Contested Frontiers: Borders and Border Spaces in the South Caucasus from the Second Half of the 19th Century to the 1920s
Abstract
A closer look at the 19th century ethnographic maps of the Caucasus reveals the demographic diversity of the region at the crossroads of three empires: the Persian, the Ottoman, and the Russian. To consolidate their power in this peripheral region, these empires, and later the Soviet authorities, experimented with various scenarios of resettlement, making the region an imperial “laboratory” with massive border shifts. This article discusses the processes of border development in the South Caucasus, beginning with the integration of this region into the Russian Empire in the second half of the 19th century and continuing until Sovietization in the early 1920s.
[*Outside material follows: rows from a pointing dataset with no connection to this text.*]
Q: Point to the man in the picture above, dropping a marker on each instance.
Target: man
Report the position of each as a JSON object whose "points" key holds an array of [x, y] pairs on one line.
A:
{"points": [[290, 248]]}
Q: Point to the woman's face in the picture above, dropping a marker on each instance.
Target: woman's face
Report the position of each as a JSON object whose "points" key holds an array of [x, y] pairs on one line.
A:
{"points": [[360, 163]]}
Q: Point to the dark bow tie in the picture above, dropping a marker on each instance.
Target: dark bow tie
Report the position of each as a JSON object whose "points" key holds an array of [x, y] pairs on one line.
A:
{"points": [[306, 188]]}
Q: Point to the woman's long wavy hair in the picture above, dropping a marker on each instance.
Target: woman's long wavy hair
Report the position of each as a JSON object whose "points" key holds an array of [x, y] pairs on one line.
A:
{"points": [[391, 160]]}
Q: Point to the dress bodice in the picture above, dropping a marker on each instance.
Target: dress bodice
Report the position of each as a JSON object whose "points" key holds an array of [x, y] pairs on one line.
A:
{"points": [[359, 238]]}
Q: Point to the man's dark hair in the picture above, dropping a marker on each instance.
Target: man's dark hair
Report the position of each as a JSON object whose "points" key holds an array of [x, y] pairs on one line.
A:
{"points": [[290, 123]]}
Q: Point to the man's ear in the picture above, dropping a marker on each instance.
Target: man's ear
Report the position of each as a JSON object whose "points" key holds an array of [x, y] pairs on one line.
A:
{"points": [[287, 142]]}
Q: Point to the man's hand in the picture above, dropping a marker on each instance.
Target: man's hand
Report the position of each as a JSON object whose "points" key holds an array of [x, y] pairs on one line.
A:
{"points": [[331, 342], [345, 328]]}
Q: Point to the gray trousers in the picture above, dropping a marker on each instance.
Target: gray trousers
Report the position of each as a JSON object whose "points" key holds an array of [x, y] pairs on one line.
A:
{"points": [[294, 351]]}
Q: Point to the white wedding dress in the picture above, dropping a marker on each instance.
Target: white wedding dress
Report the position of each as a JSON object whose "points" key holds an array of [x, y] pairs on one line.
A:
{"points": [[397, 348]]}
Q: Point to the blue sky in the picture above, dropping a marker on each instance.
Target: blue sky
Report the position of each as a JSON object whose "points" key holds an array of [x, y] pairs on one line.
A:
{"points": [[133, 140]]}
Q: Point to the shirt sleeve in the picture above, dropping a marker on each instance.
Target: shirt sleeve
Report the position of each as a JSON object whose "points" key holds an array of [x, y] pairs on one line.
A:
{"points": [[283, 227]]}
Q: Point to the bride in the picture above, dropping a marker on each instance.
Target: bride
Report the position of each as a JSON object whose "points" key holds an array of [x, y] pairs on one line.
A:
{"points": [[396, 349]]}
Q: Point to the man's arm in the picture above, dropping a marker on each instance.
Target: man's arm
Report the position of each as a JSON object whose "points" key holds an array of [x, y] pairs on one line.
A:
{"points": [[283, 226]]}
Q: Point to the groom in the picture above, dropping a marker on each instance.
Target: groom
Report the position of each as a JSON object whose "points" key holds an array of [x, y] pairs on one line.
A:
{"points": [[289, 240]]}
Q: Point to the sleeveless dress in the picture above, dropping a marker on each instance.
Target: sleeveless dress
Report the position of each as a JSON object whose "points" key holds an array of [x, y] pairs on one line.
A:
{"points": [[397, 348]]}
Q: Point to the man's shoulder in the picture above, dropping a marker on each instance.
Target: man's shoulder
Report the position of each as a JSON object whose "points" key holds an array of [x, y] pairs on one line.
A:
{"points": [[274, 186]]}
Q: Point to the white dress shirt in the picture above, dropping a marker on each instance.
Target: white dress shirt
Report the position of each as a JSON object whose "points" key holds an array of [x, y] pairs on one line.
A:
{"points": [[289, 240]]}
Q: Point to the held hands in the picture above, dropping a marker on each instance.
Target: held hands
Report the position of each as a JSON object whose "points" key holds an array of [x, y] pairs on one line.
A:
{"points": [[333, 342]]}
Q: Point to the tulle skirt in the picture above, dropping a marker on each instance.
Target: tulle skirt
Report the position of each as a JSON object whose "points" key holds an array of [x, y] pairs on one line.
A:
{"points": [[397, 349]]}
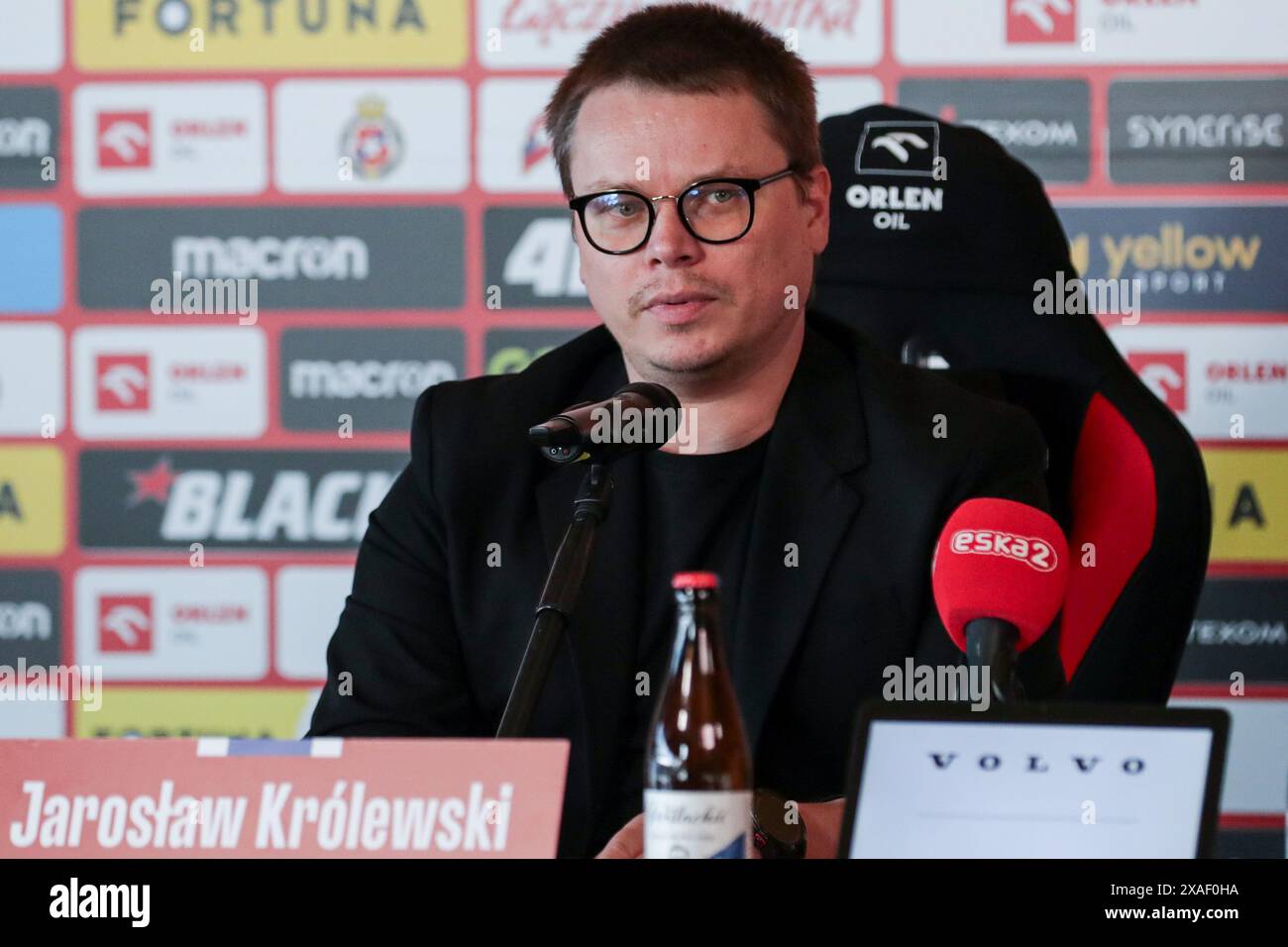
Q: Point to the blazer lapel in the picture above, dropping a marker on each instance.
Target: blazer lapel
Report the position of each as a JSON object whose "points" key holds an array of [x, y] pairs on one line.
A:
{"points": [[805, 502]]}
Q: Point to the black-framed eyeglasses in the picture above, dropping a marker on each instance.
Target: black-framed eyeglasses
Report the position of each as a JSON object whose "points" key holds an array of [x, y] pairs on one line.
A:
{"points": [[715, 210]]}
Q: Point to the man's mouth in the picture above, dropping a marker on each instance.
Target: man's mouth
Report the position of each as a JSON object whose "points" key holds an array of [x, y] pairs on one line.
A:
{"points": [[678, 308]]}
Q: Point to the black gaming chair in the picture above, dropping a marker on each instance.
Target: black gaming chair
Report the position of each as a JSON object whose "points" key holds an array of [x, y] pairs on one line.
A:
{"points": [[938, 239]]}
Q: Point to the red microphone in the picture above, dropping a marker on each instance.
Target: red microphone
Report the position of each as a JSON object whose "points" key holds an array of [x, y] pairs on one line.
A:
{"points": [[999, 578]]}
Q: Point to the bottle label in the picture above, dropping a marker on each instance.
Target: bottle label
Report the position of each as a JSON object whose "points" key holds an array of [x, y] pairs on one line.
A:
{"points": [[691, 823]]}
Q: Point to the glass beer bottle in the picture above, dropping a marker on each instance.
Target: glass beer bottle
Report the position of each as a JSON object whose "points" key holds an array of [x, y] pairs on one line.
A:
{"points": [[697, 777]]}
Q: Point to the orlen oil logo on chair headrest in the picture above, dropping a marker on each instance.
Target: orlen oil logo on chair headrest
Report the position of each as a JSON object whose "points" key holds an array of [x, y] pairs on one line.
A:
{"points": [[1030, 551], [909, 149]]}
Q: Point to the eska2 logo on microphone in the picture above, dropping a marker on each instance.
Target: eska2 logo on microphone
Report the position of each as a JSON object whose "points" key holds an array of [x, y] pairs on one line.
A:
{"points": [[1028, 549]]}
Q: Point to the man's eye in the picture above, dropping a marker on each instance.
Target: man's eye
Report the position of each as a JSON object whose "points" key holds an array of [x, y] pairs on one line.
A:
{"points": [[622, 208]]}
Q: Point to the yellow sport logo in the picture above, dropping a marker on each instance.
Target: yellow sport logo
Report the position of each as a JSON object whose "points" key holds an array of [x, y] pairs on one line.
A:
{"points": [[141, 35], [1249, 504], [253, 712], [31, 500]]}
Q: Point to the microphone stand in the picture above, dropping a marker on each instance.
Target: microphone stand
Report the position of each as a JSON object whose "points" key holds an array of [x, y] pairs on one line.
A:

During this period, the borders in this region were particularly characterized by constant discourses, territorial claims, identity struggles, and ethnic divisions. The article considers the emergence and function of borders and border spaces from the perspective of their temporal evolution and analyses their mutability over time in an era marked by wars, revolutions, conflicts, and political upheavals. The aim is to provide a better understanding of why borders, whose meaning had diminished almost to insignificance during the Soviet period, became subjects of conflict again, turning them into sites of unpredictable aggression.
Keywords: Armenia; Azerbaijan; war; contested borders; conflict; territoriality.